福島県は「自由民権運動」の東北での発祥地だったようなところだ。

民主主義の根幹を作り上げた「自由民権運動」。

三春には河野広仲がいた。福島民友新聞の創始者だ。浪江には刈宿仲衛という人がいた。3・11で彼の墓は壊され、その後だれかが再建したかどうか。
喜多方事件というのもあった。

福島県は、かっては意識の低い人達が暮らしているところではなかった。
安積艮斉を輩出し、日米開戦を阻止しようとした朝河貫一を輩出したところだ。

宮城県の地方紙に河北新報というのがある。「白河以北一山百文」に怒りを込めてつけられた社名。
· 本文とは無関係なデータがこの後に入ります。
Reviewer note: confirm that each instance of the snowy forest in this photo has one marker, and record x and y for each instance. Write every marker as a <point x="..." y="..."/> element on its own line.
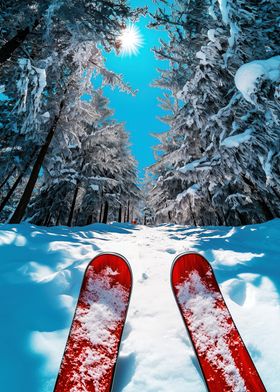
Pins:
<point x="65" y="160"/>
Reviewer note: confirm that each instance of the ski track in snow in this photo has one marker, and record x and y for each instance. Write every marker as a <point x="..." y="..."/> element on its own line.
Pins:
<point x="42" y="270"/>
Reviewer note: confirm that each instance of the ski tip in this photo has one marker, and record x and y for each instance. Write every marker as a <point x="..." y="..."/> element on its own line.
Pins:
<point x="187" y="262"/>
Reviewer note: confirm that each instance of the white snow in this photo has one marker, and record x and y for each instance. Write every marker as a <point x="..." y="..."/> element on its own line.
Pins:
<point x="40" y="282"/>
<point x="236" y="140"/>
<point x="249" y="74"/>
<point x="190" y="166"/>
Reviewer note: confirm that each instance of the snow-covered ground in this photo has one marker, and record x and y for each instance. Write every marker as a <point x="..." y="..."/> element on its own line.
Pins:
<point x="42" y="269"/>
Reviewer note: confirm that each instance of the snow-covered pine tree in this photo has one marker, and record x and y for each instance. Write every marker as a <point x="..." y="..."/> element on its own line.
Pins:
<point x="223" y="167"/>
<point x="89" y="173"/>
<point x="38" y="70"/>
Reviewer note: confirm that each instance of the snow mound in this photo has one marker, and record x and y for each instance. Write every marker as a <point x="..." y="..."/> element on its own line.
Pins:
<point x="248" y="75"/>
<point x="40" y="282"/>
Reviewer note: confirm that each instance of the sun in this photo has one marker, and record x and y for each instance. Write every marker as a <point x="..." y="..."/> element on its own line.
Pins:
<point x="130" y="40"/>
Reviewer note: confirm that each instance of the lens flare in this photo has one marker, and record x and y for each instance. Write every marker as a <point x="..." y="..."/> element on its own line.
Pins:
<point x="130" y="40"/>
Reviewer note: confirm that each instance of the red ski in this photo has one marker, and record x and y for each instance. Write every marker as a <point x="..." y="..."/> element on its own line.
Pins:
<point x="223" y="357"/>
<point x="91" y="351"/>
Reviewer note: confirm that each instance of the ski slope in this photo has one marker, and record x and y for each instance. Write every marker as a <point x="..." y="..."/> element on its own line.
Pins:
<point x="41" y="270"/>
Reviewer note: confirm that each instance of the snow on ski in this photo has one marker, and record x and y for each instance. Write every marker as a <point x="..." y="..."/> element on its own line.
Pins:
<point x="223" y="357"/>
<point x="92" y="348"/>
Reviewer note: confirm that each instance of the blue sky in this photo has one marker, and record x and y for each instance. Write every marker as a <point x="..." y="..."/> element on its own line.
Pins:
<point x="140" y="112"/>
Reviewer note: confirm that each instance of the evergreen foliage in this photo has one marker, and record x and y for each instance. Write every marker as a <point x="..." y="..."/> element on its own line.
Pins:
<point x="219" y="162"/>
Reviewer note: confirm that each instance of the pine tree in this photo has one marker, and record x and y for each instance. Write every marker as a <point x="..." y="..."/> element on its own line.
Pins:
<point x="44" y="57"/>
<point x="224" y="167"/>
河北新報には優れた記者が多い。社の編集方針も確立されているとも思える。そして福島の事に意を用いた記事も見かける。

「もう国会議員は呼ぶな 福島県町村会、怒りの提案」。そんな見出しの記事があった。

//「県選出の国会議員は招待するな」。福島市内で4日あった福島県町村会の定期総会に来賓の県関係国会議員16人全員が欠席し、反発した首長が異例の緊急提案を行った。提案には拍手が沸き、“地元軽視”と多数の首長が賛同した//

緊急提案とは「国会議員は招待しなくていい」というものであり、総会では、県内原発の全基廃炉や汚染水問題の早期解決を国と東京電力に求める特別決議も採択されている。
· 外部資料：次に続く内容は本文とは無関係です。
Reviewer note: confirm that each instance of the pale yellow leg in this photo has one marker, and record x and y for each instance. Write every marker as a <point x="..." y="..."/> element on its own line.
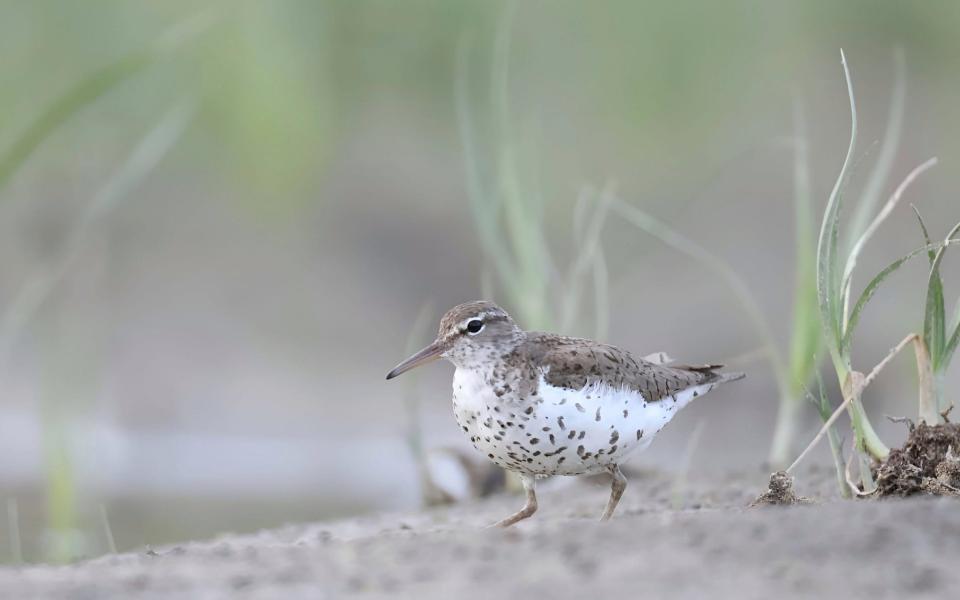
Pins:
<point x="528" y="509"/>
<point x="616" y="491"/>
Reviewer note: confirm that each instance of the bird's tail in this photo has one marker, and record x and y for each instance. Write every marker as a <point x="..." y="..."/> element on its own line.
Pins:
<point x="711" y="375"/>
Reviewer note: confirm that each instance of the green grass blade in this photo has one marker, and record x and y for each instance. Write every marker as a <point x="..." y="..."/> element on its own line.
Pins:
<point x="822" y="403"/>
<point x="951" y="346"/>
<point x="934" y="320"/>
<point x="926" y="234"/>
<point x="140" y="162"/>
<point x="882" y="169"/>
<point x="807" y="333"/>
<point x="828" y="276"/>
<point x="941" y="348"/>
<point x="871" y="288"/>
<point x="92" y="87"/>
<point x="484" y="203"/>
<point x="875" y="225"/>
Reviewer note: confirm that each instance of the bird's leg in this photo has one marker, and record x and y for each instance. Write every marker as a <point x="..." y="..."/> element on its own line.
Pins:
<point x="616" y="491"/>
<point x="528" y="509"/>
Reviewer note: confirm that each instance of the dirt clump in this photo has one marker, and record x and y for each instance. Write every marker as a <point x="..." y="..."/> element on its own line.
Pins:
<point x="780" y="492"/>
<point x="928" y="463"/>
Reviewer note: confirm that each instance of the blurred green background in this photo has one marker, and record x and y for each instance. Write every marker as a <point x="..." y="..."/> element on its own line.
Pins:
<point x="210" y="261"/>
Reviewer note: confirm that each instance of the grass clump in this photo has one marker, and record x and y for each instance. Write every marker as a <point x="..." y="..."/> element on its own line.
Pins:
<point x="839" y="317"/>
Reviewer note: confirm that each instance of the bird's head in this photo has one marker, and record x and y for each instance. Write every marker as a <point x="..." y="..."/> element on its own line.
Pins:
<point x="469" y="334"/>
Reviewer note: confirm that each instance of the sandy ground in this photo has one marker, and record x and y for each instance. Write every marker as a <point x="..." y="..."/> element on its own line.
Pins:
<point x="711" y="546"/>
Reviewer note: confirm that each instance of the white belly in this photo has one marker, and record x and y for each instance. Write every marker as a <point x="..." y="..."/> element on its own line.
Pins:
<point x="560" y="431"/>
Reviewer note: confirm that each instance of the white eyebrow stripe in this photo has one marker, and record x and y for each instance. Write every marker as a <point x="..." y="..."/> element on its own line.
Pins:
<point x="481" y="316"/>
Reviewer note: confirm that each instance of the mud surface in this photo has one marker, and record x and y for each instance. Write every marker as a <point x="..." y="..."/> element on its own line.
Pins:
<point x="693" y="541"/>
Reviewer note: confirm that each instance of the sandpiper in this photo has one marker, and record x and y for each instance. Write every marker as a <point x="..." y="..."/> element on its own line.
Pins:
<point x="541" y="404"/>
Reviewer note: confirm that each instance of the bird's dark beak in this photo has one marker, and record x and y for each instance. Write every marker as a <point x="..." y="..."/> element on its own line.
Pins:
<point x="428" y="354"/>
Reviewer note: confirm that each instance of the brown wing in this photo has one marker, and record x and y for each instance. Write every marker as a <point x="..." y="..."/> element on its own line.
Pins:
<point x="574" y="363"/>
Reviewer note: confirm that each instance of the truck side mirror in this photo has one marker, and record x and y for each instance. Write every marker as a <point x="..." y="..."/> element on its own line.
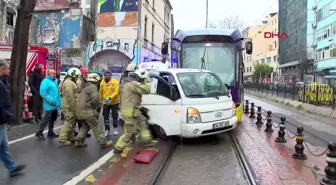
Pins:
<point x="248" y="47"/>
<point x="164" y="48"/>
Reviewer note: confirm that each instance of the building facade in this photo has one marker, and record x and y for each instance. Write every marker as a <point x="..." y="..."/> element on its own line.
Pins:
<point x="129" y="31"/>
<point x="296" y="53"/>
<point x="325" y="41"/>
<point x="8" y="14"/>
<point x="64" y="29"/>
<point x="265" y="50"/>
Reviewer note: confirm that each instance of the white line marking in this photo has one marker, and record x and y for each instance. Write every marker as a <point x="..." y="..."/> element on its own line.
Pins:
<point x="29" y="136"/>
<point x="90" y="169"/>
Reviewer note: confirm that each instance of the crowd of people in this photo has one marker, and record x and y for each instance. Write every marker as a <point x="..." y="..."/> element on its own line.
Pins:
<point x="80" y="98"/>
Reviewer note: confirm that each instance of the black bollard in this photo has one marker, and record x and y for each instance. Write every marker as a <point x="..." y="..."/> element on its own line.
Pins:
<point x="299" y="148"/>
<point x="269" y="122"/>
<point x="281" y="134"/>
<point x="330" y="169"/>
<point x="246" y="107"/>
<point x="252" y="111"/>
<point x="259" y="117"/>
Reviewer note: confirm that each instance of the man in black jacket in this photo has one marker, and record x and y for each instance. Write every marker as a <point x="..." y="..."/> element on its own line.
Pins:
<point x="35" y="79"/>
<point x="6" y="116"/>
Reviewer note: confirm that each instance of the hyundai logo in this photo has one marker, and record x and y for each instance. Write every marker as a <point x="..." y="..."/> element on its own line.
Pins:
<point x="218" y="115"/>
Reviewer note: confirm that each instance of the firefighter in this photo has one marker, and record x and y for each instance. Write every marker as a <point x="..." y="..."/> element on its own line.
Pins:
<point x="80" y="82"/>
<point x="87" y="104"/>
<point x="69" y="90"/>
<point x="109" y="97"/>
<point x="137" y="84"/>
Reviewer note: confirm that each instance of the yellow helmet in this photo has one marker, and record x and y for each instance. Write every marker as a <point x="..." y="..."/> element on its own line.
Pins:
<point x="93" y="77"/>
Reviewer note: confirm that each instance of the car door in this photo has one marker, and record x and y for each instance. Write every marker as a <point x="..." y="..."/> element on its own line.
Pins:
<point x="163" y="110"/>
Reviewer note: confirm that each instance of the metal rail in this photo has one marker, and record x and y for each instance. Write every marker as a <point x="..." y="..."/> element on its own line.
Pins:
<point x="247" y="170"/>
<point x="160" y="172"/>
<point x="243" y="162"/>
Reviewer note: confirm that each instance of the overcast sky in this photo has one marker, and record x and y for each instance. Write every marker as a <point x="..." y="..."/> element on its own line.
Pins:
<point x="191" y="13"/>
代理で秘書が来ていたのもあるらしいが、挨拶後早々に退席したという。

町村会長とて、その地の住民による選挙で選ばれた、いわば民意の“体現者”である。招待されたその会合に、いくら国会開会中だととはいえ、そろいもそろって欠席。それは、その場の“民意”を受け取らないということだ。

地元選出の国会議員の役割とは何か。民意を国に反映させ、その接点、橋渡し役をすることではないか。
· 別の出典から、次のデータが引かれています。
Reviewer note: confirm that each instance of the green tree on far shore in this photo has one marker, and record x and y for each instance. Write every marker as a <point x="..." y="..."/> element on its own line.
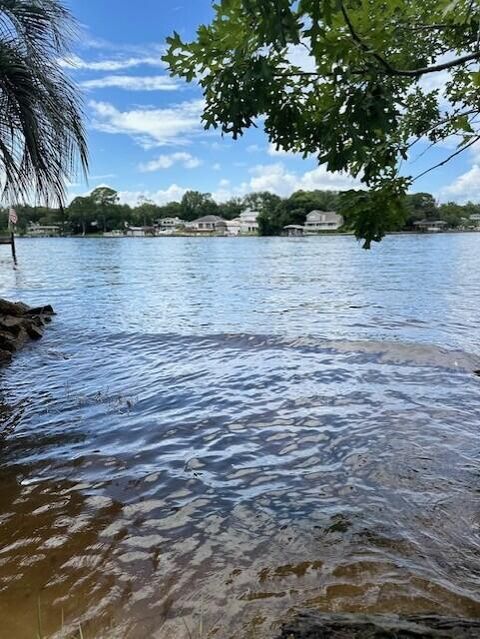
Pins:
<point x="342" y="80"/>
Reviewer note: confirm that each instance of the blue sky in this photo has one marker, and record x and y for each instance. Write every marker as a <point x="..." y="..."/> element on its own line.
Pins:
<point x="145" y="135"/>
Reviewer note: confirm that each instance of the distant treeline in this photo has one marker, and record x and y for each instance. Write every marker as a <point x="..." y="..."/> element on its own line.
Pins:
<point x="101" y="211"/>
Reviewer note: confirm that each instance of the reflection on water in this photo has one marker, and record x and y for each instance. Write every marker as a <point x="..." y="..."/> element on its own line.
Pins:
<point x="165" y="477"/>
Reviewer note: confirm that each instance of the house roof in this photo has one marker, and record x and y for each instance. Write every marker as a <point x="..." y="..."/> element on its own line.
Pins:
<point x="208" y="219"/>
<point x="429" y="223"/>
<point x="323" y="216"/>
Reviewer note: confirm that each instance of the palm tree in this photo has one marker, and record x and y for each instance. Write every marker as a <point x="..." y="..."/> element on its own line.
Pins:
<point x="42" y="137"/>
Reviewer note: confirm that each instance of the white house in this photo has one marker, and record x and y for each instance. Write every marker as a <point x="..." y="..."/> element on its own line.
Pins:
<point x="322" y="221"/>
<point x="233" y="227"/>
<point x="169" y="223"/>
<point x="248" y="222"/>
<point x="140" y="231"/>
<point x="38" y="230"/>
<point x="207" y="224"/>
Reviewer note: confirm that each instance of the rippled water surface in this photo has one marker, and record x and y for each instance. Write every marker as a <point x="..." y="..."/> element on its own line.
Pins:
<point x="214" y="433"/>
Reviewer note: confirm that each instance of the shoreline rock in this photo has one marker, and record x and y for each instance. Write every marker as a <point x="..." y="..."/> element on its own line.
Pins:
<point x="20" y="323"/>
<point x="314" y="625"/>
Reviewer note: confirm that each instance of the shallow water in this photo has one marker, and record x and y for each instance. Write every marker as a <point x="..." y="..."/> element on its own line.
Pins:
<point x="216" y="432"/>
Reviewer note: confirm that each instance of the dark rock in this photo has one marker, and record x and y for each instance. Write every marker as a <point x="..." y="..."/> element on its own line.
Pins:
<point x="312" y="625"/>
<point x="34" y="331"/>
<point x="15" y="309"/>
<point x="5" y="357"/>
<point x="7" y="342"/>
<point x="40" y="310"/>
<point x="18" y="323"/>
<point x="11" y="325"/>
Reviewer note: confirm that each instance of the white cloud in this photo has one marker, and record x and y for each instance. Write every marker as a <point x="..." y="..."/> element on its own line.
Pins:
<point x="133" y="83"/>
<point x="465" y="187"/>
<point x="173" y="193"/>
<point x="75" y="62"/>
<point x="187" y="160"/>
<point x="299" y="56"/>
<point x="150" y="127"/>
<point x="277" y="179"/>
<point x="274" y="152"/>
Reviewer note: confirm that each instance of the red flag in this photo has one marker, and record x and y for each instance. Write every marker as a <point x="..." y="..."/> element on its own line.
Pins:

民意の反映、それは制度としてあるのは選挙だ。民意の反映は民主主義の根幹だ。
国会議員を招待してということは、その会に「特別な意義がある」と町村会が判断したからだ。

こんな光景を想像してみる。

招待状を受け取った議員の秘書は、与野党問わず「センセイのところはどうします?」と議員会館の部屋を、聞いて回る。「ウチは今回、”公務“があるので欠席です」「そうですか、じゃウチのそうします」。

だいたいそんなところがオチなんだろう。

永田町と言うところは伏魔殿だ。そこに足を踏み入れた途端に、物の見方が変わる。国政全般にわたっての公務と相成る。

もう国会議員はいらない。そんな風にも読み取れるこの一件。国会議員選挙ではどうなるのだろう。

なにも大仰に「地方の町村会の反乱」などと言い募る気は無い。だけどこの一件が、民主主義と地方という命題を提供してくれたことは間違いない。

永田町の北側、平河町。そこには「全国都道府県会館」という立派な建物があった。町村会館というビルもあった。そこは国会議員も会合などでよく利用していた。

陳情という手段もある。地元と国との橋渡しとして。選挙区の有力者や有力団体の陳情には耳を貸す議員もいる。内容によってだ。
きょうも、欠席した議員のところにも陳情団が行っているかもしれない。

地元ってのはイコール、単なる票田なのかなとも。